Hasta finales de los años sesenta, sin embargo, una serie de autores como Gabriel Ferrater, Carlos Barral o el propio Jaime Gil de Biedma, lectores de Larkin y de Auden, pero admiradores también de Eliot o Pound, ofrecieron sus opciones sin sectarismo, y tensaron una propuesta literaria, al estilo del Cernuda de la posguerra, utilizando la sobriedad y la sencillez sin caer en la trivialidad. Proclamaron que la poesía no era comunicación, sino un modo de conocer. Pero esa función no se ejerció a través de un lenguaje místico, que buscara la equivalencia lírica de una sustancia inalcanzable de la realidad, sino mediante un diálogo con la vida cotidiana claro, llano, muy dado a la ironía, aunque no exento de vibraciones dramáticas y tensión emotiva.

Gil de Biedma fue el mejor equipado de todos ellos. Una inteligencia literaria desacostumbrada, una sensibilidad poco frecuente para encontrar el difícil equilibro entre la sencillez y la profundidad, le permitieron escapar de los dos riesgos que Cernuda había denunciado en la peor tradición lírica española: el exhibicionismo patético y las tramas efectistas. Huyó, como del demonio, del aire de consultorio sentimental con el que cierto público y ciertos autores confunden el objeto de la poesía. Y escapó, con no menos espanto, de la tendencia a jugar con los versos para lograr ingeniosas combinaciones de palabras desorientadas y vacías. La contención verbal y la discreción del mensaje eran un modo de evitar que la poesía se convirtiera en un ridículo confesionario de penas y aflicciones o en una entusiasta tribuna de épicas de salón.
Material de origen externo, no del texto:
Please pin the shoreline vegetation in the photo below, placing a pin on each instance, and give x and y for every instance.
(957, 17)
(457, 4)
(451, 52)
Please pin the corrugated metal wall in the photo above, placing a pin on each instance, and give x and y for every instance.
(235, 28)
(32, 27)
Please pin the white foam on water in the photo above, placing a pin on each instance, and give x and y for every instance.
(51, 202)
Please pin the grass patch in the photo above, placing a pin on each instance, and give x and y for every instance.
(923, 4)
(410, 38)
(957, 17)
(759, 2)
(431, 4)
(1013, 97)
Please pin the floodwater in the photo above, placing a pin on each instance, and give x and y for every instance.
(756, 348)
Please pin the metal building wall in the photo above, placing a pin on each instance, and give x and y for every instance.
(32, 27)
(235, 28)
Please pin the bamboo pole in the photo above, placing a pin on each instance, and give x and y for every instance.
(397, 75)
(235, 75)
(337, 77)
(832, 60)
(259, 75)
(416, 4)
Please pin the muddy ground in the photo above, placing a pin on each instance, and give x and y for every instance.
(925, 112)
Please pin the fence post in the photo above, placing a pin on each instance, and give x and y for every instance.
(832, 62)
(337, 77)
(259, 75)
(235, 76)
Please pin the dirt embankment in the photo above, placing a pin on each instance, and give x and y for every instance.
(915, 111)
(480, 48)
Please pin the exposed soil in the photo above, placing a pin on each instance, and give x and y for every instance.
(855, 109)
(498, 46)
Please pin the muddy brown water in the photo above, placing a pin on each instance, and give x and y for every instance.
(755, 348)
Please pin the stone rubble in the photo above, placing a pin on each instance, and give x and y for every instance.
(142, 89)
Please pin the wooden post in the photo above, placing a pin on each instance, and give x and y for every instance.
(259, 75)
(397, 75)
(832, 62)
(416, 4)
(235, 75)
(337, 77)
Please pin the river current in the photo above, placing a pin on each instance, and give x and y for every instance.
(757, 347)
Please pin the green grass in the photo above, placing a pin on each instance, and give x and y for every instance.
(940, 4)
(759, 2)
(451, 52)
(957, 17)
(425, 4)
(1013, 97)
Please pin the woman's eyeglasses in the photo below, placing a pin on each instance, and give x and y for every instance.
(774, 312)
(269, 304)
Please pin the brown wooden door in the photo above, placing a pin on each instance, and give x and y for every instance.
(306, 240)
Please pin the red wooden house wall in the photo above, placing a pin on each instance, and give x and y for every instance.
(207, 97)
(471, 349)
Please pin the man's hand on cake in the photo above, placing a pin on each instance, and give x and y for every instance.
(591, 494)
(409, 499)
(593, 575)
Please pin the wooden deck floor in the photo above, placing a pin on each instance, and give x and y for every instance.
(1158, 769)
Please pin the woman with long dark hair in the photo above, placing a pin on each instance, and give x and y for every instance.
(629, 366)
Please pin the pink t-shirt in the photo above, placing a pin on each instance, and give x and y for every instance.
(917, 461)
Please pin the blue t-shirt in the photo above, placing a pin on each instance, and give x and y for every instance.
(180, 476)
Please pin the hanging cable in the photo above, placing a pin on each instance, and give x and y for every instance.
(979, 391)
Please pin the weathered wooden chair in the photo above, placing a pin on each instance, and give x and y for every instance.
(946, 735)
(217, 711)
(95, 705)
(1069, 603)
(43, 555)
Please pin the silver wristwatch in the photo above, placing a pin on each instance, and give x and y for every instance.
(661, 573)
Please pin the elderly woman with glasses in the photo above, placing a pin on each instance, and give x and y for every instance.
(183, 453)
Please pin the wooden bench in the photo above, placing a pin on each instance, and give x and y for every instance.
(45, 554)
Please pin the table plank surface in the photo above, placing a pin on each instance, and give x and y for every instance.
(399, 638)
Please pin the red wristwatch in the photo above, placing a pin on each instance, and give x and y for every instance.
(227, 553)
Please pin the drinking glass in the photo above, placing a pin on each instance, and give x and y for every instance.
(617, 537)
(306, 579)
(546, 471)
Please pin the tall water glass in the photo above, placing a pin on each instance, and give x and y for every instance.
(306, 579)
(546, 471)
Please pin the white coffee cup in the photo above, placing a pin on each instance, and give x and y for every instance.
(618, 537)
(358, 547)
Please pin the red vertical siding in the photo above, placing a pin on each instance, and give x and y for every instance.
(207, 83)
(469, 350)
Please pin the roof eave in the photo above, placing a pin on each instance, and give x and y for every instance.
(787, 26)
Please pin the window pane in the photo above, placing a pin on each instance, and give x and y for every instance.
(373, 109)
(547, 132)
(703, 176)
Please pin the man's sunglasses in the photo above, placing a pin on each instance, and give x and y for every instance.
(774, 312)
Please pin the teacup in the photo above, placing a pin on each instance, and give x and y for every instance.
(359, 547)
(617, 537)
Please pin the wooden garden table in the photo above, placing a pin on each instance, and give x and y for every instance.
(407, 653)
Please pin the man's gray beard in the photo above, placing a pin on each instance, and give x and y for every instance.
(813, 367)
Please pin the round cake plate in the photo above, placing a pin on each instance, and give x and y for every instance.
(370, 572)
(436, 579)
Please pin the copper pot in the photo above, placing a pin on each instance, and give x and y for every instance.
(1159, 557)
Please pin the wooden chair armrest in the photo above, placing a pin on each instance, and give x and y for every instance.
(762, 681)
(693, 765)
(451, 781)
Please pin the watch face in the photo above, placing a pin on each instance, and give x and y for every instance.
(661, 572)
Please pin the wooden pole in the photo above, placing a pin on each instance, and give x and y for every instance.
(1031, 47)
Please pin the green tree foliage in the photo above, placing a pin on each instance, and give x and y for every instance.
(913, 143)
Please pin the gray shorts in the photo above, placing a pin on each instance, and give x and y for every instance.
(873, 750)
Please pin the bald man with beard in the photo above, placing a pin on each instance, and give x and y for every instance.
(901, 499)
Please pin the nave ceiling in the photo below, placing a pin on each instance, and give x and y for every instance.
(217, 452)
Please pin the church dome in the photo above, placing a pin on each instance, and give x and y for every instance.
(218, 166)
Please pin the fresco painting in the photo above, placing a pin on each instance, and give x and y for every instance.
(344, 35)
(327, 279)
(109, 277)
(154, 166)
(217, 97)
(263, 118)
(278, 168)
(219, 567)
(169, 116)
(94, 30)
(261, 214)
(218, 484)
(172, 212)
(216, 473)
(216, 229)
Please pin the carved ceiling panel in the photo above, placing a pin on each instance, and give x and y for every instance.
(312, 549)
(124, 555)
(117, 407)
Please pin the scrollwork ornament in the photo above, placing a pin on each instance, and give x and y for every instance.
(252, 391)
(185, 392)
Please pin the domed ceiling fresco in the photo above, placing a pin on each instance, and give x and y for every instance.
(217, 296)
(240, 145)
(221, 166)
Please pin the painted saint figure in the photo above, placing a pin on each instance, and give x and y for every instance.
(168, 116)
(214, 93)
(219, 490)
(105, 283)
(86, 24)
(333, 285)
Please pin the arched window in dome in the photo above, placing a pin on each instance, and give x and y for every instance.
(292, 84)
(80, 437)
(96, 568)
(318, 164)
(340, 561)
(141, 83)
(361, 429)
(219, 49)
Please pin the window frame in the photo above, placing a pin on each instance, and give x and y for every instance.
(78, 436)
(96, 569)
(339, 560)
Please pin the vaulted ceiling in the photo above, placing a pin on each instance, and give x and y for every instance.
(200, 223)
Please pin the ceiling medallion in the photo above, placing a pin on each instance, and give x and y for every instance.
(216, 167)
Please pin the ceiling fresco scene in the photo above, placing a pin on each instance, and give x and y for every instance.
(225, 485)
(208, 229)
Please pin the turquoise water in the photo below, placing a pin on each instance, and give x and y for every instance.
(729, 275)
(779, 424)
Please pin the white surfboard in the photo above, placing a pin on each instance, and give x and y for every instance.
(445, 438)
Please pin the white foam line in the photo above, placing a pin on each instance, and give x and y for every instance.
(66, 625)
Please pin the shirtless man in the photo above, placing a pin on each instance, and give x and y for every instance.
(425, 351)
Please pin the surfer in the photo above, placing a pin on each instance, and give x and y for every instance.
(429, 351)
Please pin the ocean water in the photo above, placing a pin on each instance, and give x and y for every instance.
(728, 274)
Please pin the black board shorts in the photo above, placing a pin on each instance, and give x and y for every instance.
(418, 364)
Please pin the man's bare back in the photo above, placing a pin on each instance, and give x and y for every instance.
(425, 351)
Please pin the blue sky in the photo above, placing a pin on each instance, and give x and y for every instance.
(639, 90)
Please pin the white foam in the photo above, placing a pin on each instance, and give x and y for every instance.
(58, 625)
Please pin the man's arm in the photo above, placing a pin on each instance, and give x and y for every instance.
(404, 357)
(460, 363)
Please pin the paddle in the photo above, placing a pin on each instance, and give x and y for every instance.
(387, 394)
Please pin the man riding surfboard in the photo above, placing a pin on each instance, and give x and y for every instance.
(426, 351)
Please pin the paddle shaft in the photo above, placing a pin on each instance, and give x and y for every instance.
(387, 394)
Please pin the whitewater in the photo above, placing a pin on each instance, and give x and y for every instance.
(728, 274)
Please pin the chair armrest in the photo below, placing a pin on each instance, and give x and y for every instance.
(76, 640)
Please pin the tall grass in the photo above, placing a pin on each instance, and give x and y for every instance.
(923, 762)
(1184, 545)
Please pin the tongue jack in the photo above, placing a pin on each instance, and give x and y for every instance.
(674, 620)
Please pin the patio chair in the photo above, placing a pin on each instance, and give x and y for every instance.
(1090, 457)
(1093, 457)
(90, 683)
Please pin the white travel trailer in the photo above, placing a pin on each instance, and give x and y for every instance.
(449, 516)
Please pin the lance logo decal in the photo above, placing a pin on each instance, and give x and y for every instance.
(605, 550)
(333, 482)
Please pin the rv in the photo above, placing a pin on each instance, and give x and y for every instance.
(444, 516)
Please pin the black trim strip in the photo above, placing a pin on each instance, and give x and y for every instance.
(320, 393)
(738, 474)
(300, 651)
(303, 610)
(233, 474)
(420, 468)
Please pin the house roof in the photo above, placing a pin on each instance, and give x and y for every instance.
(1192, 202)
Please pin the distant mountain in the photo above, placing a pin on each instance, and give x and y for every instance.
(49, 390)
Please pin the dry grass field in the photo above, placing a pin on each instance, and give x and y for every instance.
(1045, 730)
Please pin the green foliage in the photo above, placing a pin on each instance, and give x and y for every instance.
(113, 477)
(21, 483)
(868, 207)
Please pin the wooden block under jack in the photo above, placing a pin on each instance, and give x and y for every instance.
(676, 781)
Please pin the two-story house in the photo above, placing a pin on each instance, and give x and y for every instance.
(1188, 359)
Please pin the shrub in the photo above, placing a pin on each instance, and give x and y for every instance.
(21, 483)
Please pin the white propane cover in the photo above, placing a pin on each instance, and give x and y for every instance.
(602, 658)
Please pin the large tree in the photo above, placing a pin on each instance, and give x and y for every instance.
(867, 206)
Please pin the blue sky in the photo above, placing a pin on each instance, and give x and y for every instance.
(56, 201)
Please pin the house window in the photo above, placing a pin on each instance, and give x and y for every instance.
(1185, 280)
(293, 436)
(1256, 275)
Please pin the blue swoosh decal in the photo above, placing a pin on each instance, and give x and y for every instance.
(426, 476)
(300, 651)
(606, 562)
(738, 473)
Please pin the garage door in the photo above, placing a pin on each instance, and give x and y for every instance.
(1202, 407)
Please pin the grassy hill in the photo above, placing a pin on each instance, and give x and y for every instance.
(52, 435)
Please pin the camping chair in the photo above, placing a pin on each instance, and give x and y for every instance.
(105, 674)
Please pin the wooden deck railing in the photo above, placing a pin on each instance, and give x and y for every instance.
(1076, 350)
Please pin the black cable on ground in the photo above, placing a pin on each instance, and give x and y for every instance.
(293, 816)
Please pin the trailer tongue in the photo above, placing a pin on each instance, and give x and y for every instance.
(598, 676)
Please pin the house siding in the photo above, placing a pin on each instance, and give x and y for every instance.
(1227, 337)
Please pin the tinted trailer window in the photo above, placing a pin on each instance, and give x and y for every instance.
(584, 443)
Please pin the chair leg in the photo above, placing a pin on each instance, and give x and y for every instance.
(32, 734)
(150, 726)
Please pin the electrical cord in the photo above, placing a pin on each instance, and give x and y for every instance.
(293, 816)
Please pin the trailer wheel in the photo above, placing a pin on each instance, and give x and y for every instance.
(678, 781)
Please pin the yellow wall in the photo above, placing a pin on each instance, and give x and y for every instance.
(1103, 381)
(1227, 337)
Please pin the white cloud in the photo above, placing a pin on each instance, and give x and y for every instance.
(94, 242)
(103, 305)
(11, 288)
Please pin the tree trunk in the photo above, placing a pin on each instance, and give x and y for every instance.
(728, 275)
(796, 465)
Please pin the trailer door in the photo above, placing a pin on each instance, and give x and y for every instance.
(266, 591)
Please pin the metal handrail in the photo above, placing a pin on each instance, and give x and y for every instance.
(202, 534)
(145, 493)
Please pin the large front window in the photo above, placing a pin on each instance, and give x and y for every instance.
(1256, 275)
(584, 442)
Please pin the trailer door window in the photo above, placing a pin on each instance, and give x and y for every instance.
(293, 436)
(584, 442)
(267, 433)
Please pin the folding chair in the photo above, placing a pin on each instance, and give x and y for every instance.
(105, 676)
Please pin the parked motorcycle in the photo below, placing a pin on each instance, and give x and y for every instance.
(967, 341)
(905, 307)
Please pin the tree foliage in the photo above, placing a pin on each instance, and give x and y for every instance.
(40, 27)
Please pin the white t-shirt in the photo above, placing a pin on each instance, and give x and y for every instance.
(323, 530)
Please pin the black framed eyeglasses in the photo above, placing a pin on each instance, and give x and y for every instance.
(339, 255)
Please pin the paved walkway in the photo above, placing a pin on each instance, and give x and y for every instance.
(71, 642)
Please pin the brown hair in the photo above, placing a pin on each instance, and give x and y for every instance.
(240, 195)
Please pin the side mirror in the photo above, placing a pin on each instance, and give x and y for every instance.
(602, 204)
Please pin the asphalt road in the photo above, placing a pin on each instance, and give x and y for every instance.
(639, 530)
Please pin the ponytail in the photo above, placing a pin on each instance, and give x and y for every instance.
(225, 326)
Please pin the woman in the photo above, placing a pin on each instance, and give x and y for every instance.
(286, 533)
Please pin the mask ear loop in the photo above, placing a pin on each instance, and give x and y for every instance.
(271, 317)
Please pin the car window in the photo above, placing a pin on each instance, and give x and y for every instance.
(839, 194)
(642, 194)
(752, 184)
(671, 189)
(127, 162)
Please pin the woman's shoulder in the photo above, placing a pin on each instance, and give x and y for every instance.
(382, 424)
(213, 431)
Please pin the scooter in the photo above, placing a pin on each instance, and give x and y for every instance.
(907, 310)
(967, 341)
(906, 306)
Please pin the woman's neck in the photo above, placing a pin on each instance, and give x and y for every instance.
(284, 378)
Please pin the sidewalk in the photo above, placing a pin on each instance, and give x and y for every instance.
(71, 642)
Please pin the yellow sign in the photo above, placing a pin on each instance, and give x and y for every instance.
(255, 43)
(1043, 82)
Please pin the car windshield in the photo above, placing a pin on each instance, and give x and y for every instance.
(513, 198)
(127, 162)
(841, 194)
Para Gil de Biedma, la emoción provocada en el lector no debía proceder de su afinidad con las circunstancias personales del poeta, sino de la conversión del poema mismo en una experiencia universal, capaz de ser vivida por quien lo comprendiera. Las palabras no debían recluir su significado en el dolor, la alegría, la pulsión amorosa o el desengaño desgarrador del escritor, sino que debían construir una realidad propia, independiente, constituida en su belleza objetiva, en su autónoma elocuencia. El lector había de llegar a disponer del poema como un recurso para entender moralmente su existencia y abrirse paso en una nueva perspectiva del mundo, para alcanzar una visión más lúcida de la actualidad y tensar sus sentimientos con más eficacia, comprendiendo mejor su sufrimiento, su hastío, su irritación o su pasión erótica.

Nunca se pensó, en esta apuesta lírica, que el lenguaje poético fuera expresión de una vida excepcional, que solo buscara comunicarse con lo trascendente y adquirir, así, el rango de un arrebato religioso. Se trataba, por el contrario, de una poesía que deseaba dar forma moral a lo cotidiano, ofrecer un refugio serio a una vida íntima que la amenaza de la posmodernidad quizás condenaba a la incineración. Los recuerdos de infancia podían atribuirse a un lugar compartido: «Podría imaginar / que no ha pasado el tiempo, / lo mismo que a seis años, a esa edad / en que el dormir descansa verdaderamente, / con los ojos cerrados / y despierto en la cama, las mañanas de invierno, / imaginaba un día del verano anterior. / Con el olor / profundo de los pinos. / Pero están estos cambios apenas perceptibles, en las raíces, o en el sendero mismo, / que me fuerzan a veces a desandar lo andado. / Están estos recuerdos, que sirven nada más / para morir conmigo». Y la pasión amorosa podía edificarse como espacio común, asimilable y reiterado, en uno de los más bellos poemas de amor de la posguerra, «Pandémica y celeste»: «Sobre su piel borrosa, cuando pasen más años y al final estemos, / quiero aplastar los labios invocando / la imagen de su cuerpo / y de todos los cuerpos que una vez amé / aunque fuese un instante, deshechos por el tiempo. / Para pedir la fuerza de poder vivir / sin belleza, sin fuerza y sin deseo, / mientras seguimos juntos / hasta morir en paz, los dos, / como dicen que mueren los que han amado mucho».